IS THAT THE voice of Andrea Lewis fluttering breathily, disco-diva style, at the opening of "It Makes No Difference," the first song on the Darling Buds' "Crawdaddy"?

Yup, this young Welsh quartet has followed up the melodic but pointed "Pop Said . . . ," one of the most satisfying semi-sweet pop-punk albums of the '80s, with the dance-rock stratagems virtually required by Britain's current "acid house" fervor.

It's not so bad. Many of Lewis and guitarist Harley Farr's songs -- notably "Crystal Clear" -- penetrate the fashionable neo-psychedelic mist provided by producer Stephen Street, and the album is certainly listenable enough. Pound for pound, though, "Pop Said . . . " is much more likely to precipitate dance fever. Of course, it would be the pogo, not the electric slide.

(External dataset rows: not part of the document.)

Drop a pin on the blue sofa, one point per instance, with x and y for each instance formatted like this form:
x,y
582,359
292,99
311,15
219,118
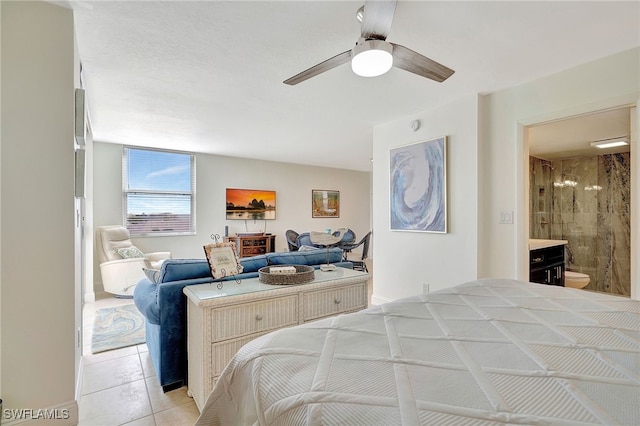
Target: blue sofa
x,y
164,306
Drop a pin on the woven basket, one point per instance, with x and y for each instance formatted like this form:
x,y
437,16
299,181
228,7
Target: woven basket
x,y
304,274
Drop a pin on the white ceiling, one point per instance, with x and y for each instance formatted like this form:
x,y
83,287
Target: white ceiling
x,y
573,136
206,76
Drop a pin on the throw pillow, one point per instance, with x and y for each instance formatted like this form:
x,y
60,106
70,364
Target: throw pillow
x,y
152,274
129,252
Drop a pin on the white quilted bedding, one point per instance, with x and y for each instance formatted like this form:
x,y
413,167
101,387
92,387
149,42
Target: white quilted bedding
x,y
485,352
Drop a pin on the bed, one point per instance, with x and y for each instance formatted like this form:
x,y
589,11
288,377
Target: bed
x,y
485,352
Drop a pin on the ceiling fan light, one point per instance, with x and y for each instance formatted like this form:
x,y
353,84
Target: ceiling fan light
x,y
372,58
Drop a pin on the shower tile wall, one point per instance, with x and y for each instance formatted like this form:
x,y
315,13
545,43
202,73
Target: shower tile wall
x,y
585,201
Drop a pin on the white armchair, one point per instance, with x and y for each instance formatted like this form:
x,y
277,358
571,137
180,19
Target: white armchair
x,y
121,262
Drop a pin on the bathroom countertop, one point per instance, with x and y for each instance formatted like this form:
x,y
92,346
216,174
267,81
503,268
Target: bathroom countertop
x,y
535,244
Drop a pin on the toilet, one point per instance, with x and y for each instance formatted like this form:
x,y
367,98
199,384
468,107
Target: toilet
x,y
576,279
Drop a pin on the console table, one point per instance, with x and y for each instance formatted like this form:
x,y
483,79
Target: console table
x,y
221,321
254,244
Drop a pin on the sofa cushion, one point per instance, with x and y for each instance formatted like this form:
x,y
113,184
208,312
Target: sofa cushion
x,y
152,274
253,263
310,257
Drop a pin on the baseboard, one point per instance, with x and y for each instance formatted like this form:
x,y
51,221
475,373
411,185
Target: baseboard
x,y
89,297
63,414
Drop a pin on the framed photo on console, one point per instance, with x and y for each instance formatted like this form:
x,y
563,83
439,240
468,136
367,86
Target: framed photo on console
x,y
223,260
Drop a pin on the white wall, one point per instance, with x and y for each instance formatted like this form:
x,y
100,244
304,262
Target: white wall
x,y
38,327
487,173
605,83
407,260
292,183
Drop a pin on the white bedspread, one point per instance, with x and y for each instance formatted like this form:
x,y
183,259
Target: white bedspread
x,y
485,352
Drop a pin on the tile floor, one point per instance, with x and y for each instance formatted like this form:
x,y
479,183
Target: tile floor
x,y
119,387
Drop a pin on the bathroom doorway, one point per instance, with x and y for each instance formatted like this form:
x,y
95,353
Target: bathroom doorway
x,y
581,194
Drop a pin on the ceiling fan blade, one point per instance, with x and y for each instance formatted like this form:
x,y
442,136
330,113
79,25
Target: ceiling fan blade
x,y
414,62
377,19
330,63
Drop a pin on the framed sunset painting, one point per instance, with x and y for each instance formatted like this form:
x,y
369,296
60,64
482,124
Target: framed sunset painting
x,y
256,204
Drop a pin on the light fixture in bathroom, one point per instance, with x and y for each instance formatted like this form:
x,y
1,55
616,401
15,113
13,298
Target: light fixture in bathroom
x,y
610,143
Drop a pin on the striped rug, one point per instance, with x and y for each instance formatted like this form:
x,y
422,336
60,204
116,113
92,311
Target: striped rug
x,y
117,327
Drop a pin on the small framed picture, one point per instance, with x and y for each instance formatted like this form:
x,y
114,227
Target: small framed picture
x,y
325,203
223,260
418,195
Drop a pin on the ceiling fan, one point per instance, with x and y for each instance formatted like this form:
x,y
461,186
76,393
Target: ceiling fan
x,y
372,54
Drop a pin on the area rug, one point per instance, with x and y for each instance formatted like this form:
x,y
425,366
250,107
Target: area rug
x,y
118,327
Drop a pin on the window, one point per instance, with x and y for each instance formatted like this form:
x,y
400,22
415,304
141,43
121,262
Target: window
x,y
159,191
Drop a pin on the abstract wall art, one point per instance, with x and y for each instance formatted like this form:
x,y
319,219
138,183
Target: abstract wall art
x,y
418,195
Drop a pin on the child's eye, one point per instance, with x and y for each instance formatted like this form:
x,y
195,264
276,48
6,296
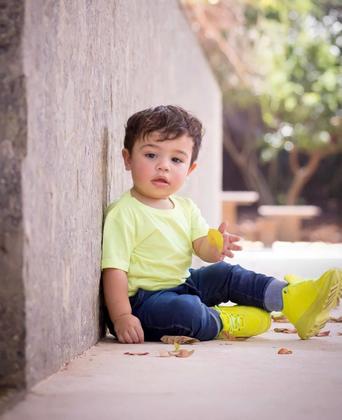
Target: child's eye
x,y
150,155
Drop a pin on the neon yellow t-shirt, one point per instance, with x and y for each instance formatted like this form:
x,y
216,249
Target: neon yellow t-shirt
x,y
154,246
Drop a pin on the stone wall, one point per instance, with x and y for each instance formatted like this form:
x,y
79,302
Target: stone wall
x,y
12,151
87,66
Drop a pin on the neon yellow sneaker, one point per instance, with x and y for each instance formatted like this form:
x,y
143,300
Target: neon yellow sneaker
x,y
307,303
242,321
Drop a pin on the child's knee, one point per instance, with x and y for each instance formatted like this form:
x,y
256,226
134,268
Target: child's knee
x,y
187,305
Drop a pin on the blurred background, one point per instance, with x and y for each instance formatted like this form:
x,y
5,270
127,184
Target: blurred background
x,y
278,64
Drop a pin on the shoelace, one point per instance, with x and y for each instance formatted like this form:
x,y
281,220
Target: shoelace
x,y
235,321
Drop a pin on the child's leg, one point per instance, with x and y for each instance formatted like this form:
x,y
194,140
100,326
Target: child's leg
x,y
306,303
171,312
222,282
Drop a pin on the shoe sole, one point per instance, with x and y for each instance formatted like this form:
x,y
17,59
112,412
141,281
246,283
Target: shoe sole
x,y
317,315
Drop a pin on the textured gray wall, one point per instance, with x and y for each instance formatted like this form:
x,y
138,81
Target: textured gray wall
x,y
12,150
88,66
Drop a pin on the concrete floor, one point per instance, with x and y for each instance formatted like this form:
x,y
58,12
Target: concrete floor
x,y
221,380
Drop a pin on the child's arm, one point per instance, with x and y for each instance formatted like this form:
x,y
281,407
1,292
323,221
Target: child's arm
x,y
210,253
127,326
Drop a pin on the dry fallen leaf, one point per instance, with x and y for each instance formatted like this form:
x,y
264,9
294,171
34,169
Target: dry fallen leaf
x,y
181,339
283,350
286,330
129,353
323,334
183,353
164,353
333,319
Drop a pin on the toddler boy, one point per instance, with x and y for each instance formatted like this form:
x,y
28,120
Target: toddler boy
x,y
150,235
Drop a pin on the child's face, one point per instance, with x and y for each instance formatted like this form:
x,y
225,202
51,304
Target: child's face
x,y
159,168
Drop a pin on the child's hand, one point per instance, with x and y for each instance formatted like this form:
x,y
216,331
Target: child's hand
x,y
229,242
128,329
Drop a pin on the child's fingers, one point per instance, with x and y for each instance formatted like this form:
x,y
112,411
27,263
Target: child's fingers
x,y
223,227
234,238
140,334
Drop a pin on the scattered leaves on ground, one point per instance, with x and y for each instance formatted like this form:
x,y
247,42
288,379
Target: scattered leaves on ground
x,y
180,339
225,335
334,319
323,334
284,350
286,330
132,353
177,352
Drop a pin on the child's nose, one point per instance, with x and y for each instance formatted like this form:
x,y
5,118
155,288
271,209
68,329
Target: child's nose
x,y
163,165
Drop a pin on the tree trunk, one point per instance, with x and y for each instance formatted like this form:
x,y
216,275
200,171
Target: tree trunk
x,y
302,174
249,170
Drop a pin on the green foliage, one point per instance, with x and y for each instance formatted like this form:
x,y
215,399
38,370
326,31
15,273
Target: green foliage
x,y
298,47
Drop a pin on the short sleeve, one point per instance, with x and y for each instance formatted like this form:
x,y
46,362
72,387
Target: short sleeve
x,y
118,239
199,226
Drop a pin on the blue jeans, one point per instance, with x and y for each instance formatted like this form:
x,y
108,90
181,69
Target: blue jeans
x,y
186,309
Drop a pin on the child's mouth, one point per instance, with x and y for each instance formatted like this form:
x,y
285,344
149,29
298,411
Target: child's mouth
x,y
160,182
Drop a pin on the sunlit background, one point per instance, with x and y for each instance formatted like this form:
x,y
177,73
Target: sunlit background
x,y
278,64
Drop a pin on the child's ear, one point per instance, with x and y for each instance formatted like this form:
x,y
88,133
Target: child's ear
x,y
193,166
127,159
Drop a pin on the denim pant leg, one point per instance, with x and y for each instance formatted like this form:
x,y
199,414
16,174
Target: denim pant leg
x,y
222,282
176,311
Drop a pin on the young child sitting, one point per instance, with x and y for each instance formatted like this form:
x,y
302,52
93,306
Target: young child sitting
x,y
150,235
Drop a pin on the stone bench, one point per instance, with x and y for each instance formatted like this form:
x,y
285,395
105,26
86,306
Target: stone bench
x,y
283,222
232,199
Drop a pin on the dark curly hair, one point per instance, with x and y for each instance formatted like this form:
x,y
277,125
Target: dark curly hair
x,y
169,121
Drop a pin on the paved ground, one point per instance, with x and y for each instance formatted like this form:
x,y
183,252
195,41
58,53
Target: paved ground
x,y
221,380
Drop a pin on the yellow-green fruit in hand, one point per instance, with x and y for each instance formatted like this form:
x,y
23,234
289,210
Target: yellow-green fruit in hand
x,y
215,239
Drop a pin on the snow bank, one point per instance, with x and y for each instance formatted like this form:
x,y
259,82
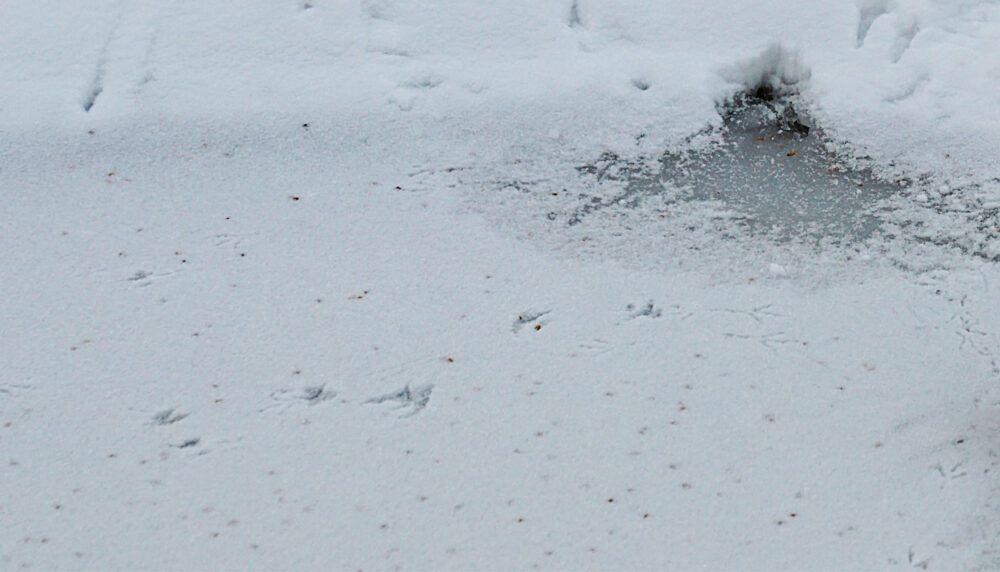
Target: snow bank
x,y
902,81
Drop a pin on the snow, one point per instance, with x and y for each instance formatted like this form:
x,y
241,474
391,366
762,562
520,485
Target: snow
x,y
281,290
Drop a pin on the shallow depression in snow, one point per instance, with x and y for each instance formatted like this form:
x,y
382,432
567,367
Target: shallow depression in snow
x,y
769,166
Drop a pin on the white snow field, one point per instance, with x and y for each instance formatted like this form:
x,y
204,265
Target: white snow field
x,y
389,285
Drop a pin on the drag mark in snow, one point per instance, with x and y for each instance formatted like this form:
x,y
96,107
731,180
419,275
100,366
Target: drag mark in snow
x,y
168,417
648,310
96,86
868,12
310,395
416,398
757,314
11,388
574,15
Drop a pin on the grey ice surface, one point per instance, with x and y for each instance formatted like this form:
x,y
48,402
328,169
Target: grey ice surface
x,y
773,168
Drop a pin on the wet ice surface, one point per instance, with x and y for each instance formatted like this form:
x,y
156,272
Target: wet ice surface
x,y
768,164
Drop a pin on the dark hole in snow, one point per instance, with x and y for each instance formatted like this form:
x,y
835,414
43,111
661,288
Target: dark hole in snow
x,y
772,166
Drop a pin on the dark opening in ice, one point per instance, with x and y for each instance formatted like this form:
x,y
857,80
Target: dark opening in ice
x,y
769,164
773,167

The quintet 9 Ways to Sunday recorded its album in Pennsylvania, but the band's members also seem to pay close attention to British pop trends. Lead singer William Robertson has Ian McCulloch's voice down almost cold, and the band's semi-acoustic, slightly funky sound could be, say, the Railway Children or another 20 or so second-tier British pop bands. Too bad (for them) that the perfectly pleasant and perfectly unessential "9 Ways to Sunday" isn't the product of Brits, though. It would probably sell better.

THE DARLING BUDS -- "Crawdaddy" (Columbia).

9 WAYS TO SUNDAY -- "9 Ways to Sunday" (Giant/Reprise). Appearing together Friday at the 9:30 club.